Don’t be afraid to add more of, or less of anything based on your own taste. 

Practising this and tasting as you go can really help improve your overall confidence in the kitchen. 

I remember an amazing chef telling me ‘If it tastes terrible before it goes into the oven, it’s going to taste terrible when it comes out!’

Tip 3 - Stop and think before you add.

One of the simplest tricks I learned in cookery school that I use every single week when I cook is to stop and think before I add something into a recipe. 

The most important example of this is when you are stir-frying and your pan begins to get a little dry, before you reach for your bottle of oil, simply add a few tablespoons of water. 

This works well in a non-stick pan. It’s helpful to remember that pans need to be large enough that all the ingredients form a single layer if you are stir-frying or sautéing, this prevents the ingredients stewing in their own steam rather than browning.

As mentioned at the start of this column nutrition is a key part of our lives and by being able to cook a few simple recipes you are learning to nourish yourself. 

We are really fortunate in Ireland to have a number of amazing cookery schools. 

I’ve had brilliant experiences in Dublin Cookery School, Ballymaloe, Dingle Cookery School and The Tannery. 

There are also fantastic cookery courses run in the evenings in schools all over the country. Whether it is an evening, a weekend or a month spending any time upskilling on cooking will pay you back tenfold.

 Derval O'Rourke. Pic Joleen Cronin
Derval O'Rourke. Pic Joleen Cronin

Wellness Tip: Food is a great way to bring people together. Try encouraging your family to spend time together in the kitchen.

Fitness Tip: Try changing up your fitness routine every month or 6 week. This could be just changing an exercise to keep things fresh or changing more. This can help you avoid getting bored with it.

Ginger & Lemongrass Beef Skewers with a Pickled Vegetable Salad

recipe by:Derval O'Rourke

An easy main course with a tangy side-dish!

Ginger & Lemongrass Beef Skewers with a Pickled Vegetable Salad

Preparation Time

40 mins

Cooking Time

1 hours 20 mins

Total Time

2 hours 0 mins

Course

Main

Ingredients

  • For The Skewers:

  • 1 inch piece of ginger, peeled and diced

  • 3 lemongrass stalks (outer layer removed), finely chopped

  • 1 red chilli, seeds removed and finely chopped

  • 1 lime, zested and juiced

  • 1 shallot, diced

  • ½ inch piece of fresh turmeric, sliced

  • 1 tsp oyster sauce

  • Dash of dark soy sauce

  • Pinch of brown sugar

  • 800g sirloin steak, cut into large dice

  • Dash of Oil

  • For the Pickled Vegetables:

  • 150ml water

  • 100 ml rice wine vinegar

  • 50g sugar

  • 1 shallot, sliced

  • 2 spring onions, sliced

  • 1 carrot, peeled and cut into thin strips

  • ¼ head of Chinese cabbage, shredded

  • Handful of green beans, or mangetout, sliced

Method

  1. For the skewers (if using wooden skewers, soak them in water for 30 minutes or so)
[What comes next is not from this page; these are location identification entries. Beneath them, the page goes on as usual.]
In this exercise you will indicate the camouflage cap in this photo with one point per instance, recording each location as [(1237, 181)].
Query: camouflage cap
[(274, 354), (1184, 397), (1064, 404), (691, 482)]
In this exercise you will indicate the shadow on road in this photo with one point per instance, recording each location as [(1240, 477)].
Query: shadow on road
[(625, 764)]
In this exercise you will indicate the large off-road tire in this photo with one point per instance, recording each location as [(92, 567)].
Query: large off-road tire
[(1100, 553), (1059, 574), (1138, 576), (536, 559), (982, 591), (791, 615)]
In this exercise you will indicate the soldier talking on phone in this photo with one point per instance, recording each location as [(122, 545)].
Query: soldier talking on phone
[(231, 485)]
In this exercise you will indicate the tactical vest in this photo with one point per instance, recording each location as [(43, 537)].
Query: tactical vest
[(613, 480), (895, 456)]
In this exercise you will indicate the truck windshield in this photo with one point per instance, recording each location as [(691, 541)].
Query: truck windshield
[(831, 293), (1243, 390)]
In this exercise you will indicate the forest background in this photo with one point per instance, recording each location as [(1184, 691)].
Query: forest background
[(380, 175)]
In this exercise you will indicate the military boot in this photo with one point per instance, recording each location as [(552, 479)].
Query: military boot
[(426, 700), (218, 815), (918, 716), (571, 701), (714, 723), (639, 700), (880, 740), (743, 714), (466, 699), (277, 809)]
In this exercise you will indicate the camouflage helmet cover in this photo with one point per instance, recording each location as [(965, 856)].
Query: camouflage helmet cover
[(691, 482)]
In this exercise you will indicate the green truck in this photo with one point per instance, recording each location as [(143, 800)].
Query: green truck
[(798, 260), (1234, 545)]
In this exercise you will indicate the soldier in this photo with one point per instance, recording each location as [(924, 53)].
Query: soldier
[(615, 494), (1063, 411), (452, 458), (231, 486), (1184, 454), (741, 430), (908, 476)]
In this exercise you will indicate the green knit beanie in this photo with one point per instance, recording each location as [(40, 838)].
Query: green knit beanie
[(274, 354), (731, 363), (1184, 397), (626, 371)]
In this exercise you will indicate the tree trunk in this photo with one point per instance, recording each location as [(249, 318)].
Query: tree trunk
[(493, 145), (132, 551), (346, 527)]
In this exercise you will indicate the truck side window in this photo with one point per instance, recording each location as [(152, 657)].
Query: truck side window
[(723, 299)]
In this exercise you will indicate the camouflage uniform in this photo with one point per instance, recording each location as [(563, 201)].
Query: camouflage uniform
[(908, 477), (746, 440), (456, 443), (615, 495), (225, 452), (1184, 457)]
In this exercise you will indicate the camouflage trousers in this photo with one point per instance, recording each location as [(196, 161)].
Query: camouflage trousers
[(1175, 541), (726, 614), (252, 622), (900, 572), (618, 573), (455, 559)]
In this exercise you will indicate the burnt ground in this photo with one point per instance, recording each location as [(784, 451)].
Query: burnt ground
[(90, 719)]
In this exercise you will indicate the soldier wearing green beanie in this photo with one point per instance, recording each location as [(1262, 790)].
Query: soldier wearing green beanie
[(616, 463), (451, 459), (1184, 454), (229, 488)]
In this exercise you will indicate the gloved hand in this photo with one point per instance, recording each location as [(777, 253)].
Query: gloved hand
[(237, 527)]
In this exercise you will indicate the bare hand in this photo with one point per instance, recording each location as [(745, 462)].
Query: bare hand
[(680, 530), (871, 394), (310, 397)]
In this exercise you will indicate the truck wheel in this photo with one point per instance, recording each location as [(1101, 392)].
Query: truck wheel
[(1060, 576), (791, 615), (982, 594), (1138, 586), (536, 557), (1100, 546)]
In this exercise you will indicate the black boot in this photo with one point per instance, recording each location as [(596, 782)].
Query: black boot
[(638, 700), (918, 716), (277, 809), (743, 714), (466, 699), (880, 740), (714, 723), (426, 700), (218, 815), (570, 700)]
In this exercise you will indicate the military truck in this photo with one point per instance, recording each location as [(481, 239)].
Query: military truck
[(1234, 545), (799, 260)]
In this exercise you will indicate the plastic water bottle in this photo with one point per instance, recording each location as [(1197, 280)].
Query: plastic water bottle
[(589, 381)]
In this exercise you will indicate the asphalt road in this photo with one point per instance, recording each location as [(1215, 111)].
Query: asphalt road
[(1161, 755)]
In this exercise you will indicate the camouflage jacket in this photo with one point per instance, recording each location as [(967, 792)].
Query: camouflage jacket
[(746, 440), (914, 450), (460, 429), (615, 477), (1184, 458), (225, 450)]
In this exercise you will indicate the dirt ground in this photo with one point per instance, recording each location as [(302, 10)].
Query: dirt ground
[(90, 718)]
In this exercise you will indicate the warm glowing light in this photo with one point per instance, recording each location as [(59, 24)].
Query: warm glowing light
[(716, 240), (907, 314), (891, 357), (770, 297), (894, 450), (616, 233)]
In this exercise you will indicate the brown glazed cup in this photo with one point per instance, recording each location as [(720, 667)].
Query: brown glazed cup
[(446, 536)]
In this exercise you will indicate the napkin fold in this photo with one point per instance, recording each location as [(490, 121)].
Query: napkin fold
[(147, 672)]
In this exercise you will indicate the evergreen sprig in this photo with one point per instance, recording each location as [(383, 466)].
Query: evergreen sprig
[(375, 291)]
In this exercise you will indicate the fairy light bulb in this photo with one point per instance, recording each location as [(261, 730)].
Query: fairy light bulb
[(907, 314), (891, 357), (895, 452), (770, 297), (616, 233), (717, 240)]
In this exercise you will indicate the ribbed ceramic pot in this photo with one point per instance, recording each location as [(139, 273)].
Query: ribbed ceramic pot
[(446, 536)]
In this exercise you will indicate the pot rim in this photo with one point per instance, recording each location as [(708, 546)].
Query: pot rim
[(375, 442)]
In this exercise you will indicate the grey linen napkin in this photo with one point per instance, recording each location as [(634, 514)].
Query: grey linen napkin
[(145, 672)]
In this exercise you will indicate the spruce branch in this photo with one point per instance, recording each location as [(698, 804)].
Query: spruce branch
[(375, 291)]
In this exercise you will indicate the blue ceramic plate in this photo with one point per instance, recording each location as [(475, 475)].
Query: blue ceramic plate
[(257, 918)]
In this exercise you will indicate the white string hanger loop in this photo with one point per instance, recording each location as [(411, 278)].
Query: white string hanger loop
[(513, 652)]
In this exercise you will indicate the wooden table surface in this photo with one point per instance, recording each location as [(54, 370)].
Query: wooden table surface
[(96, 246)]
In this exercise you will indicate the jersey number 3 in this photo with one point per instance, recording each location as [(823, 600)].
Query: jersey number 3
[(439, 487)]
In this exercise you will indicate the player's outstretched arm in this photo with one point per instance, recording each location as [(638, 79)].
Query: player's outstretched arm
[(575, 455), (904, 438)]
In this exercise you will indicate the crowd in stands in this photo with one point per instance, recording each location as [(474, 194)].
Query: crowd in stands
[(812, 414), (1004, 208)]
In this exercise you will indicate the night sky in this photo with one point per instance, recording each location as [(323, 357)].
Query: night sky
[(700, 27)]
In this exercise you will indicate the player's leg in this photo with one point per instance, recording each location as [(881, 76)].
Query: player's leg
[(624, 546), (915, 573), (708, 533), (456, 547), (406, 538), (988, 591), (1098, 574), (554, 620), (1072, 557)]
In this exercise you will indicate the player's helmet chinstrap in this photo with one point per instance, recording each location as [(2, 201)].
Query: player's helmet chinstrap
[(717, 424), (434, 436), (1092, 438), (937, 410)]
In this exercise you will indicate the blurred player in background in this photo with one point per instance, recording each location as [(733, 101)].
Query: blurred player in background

  2. Add the ginger, lemongrass, chilli, lime juice and zest, shallot and turmeric to a pestle and mortar or a blender. Blend this to a fine paste.

  3. Put the paste in a bowl, mix in the oyster sauce, soy sauce and sugar.

  4. Add the beef and mix well until the beef is coated. Allow this to marinate for at least 1 hour but if you have time, leave it overnight. Once ready to assemble, place the beef and the marinade generously on the skewers

  5. To pickle the vegetables (this can be done the day before if needed): Add the water, vinegar and sugar to a pot, bring all this to a boil. Place all the vegetables in a jar or a bowl, pour the liquid over the vegetables.

  6. To cook the beef: Heat a griddle pan or a large pan. Once hot add a little oil and then add the skewers, brown on each side for about a minute or so, cook for about 6-7 minutes. Divide the pickled vegetables between 4 plates, place some of the skewers to the side and serve.